A TEMPO >> ANDRÉ FERRER

Ele saiu tarde de casa, mas fingiu que estava tudo bem. Convencera-se, na véspera, da seguinte afirmação: o mais importante é a atitude, que precisa ser positiva.

O ônibus das sete e quinze já tinha passado, mas ele também estava convencido de que tudo andava sob controle. Chegaria a tempo no carro das sete e quarenta. Só precisava cruzar o portão às oito e dez. Afinal, havia uma tolerância de dez minutos firmada no sindicato. Chegou às oito e vinte.

No ponto de ônibus, nenhum dos amigos dava sopa como de costume. Não havia nenhum conhecido nas redondezas. O círculo de fumantes já tinha deixado a esquina do botequim e nenhum sinal do grupo que fazia o desjejum naquele estabelecimento.

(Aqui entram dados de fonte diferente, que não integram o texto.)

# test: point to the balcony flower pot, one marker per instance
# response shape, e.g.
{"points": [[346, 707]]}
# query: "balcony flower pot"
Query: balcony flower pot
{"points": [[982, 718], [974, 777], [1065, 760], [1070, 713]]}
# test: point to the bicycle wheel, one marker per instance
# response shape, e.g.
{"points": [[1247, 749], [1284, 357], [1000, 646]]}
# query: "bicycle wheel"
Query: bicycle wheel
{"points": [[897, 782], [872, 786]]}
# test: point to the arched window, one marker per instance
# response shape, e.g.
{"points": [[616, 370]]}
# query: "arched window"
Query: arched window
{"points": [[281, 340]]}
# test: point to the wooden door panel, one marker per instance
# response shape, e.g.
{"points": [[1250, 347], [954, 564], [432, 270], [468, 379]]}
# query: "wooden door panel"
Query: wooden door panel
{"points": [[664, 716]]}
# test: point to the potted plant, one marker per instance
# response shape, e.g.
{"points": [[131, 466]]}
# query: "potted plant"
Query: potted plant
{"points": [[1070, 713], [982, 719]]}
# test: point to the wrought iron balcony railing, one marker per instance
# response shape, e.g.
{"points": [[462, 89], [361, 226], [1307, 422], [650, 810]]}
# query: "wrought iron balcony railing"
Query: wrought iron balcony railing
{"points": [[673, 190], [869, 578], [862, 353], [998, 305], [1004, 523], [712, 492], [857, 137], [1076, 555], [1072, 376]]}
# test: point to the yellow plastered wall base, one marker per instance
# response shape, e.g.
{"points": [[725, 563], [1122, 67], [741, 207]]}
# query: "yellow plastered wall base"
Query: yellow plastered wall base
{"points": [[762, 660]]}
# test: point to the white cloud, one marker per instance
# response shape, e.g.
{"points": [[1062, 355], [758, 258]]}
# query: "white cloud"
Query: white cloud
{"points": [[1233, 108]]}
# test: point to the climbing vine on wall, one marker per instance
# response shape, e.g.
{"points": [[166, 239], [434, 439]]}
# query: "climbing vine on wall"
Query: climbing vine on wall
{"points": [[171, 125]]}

O inspetor aguardava na entrada do prédio. Era um rapaz metido num macacão largo. Novo demais para a autoridade. Calcou as mãos na cintura. O canto da boca tremeu.

— Bom dia — disse ele. — O pessoal dos recursos humanos está procurando você.

IMAGEM: Gemini

Lucas encarou o inspetor de produção e entrou. Ele caminhava pelo corredor enquanto alimentava a convicção de que se tratava de um cadastro mal preenchido, mas o clima na sala do RH derrubou tal expectativa.

O encarregado ajeitou os óculos. Apresentou-se com uma expressão de pêsame assim que Lucas entrou. As sobrancelhas grossas do velho pesavam e havia rugas um pouco mais acima.

— Eu sinto muito — disse ele para liquidar o assunto.

O velho foi buscar uma pasta e abriu um leque de folhas no balcão enquanto um estoico Lucas observava. Ele conferiu o cheque, guardou o último pagamento na carteira e assinou a papelada.

Naquele dia, Lucas voltou mais cedo para casa e foi bem a tempo de apreciar a live do seu guru preferido, que estava mesmo inspirado. Lucas curtiu e compartilhou. O mindset do mestre coincidia com o seu e a margem de assertividade, como sempre, estava altíssima... Dado Severo, o coach da convicção positiva.